Assume that the data in file is very important and should be kept secret, whereas file.txt is save to be read by the user via a program. When implementing the check by looking at the file extension the following code will fail:


In [3]: file_name = "file\0.txt"

In [4]: print(file_name)
file.txt

In [5]: file_name
Out[5]: 'file\x00.txt'

In [6]: if file_name.endswith(".txt"):
    for line in open(file_name):
        print(line)
   ...:         
total 1

-rwxrwxrwx 1 root root   0 2012-03-02 19:17 file

-rwxrwxrwx 1 root root  35 2012-03-02 19:15 file.txt

This happens, because Python 3 opens the file using the C APIs of the operating system (Linux Mint in my case) and thus will open the file file instead of file.txt because the null-byte terminates the string prematurely.

Java

Just as another example - the following Java code is affected as well, when using the Open-JDK on Linux[2]:


import java.io.FileReader;
import java.io.Reader;
import java.io.IOException;

public class ZeroPoison {
    public static void main (String [] args)
    {
        String fileName = "file\0.txt";
        try {
            Reader fileReader = new FileReader(fileName);
            for (int c; (c = fileReader.read() ) != -1; ) {
                System.out.print( (char) c);
            }
        }
        catch (IOException e) {
        }
    }
}

Prevention

As with many problems, the solution is to validate your input - in Python 3 you can simply choose to replace every occurrence of the null-byte like this:

safe_string = unsafe_string.replace("\0", "")

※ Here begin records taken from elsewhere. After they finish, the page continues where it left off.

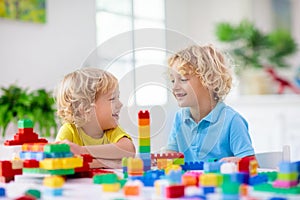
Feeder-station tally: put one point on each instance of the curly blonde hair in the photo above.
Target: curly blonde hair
(78, 91)
(207, 63)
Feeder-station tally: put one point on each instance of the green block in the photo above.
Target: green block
(25, 123)
(61, 171)
(57, 148)
(230, 188)
(178, 161)
(288, 177)
(34, 193)
(144, 142)
(144, 149)
(105, 179)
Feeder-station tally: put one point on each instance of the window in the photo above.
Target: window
(129, 53)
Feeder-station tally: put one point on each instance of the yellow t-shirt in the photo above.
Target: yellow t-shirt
(78, 136)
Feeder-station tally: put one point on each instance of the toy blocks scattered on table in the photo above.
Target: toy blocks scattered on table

This will replace the null-byte even if it was added in hexadecimal (\x00) or octal (\000) notation.

Apart from that it might be possible to check if allowing the null-byte is desired functionality in Python 3 or not - if I find the time I might look into it.

Python 2.7 and PyPy

However, neither Python 2.7, nor PyPy will open a file with a null-byte in the file-name, but quit with the following error messages:


Traceback (most recent call last):
  File "zero_poison.py", line 4, in 
    for line in open(string):
TypeError: file() argument 1 must be encoded string without NULL bytes, not str


[1]: In C the null-byte is used to terminate a string thus cutting it of at the position of the null-byte. Languages that followed C abstracted away the need to insert a null-byte (or maybe use a different mechanism to determine how long a string is / when it ends - the Wikipedia-article on strings has a good overview here).

[2]: This Java code is probably pretty awful, because I have not written any Java in quite a while - but it should get the point across.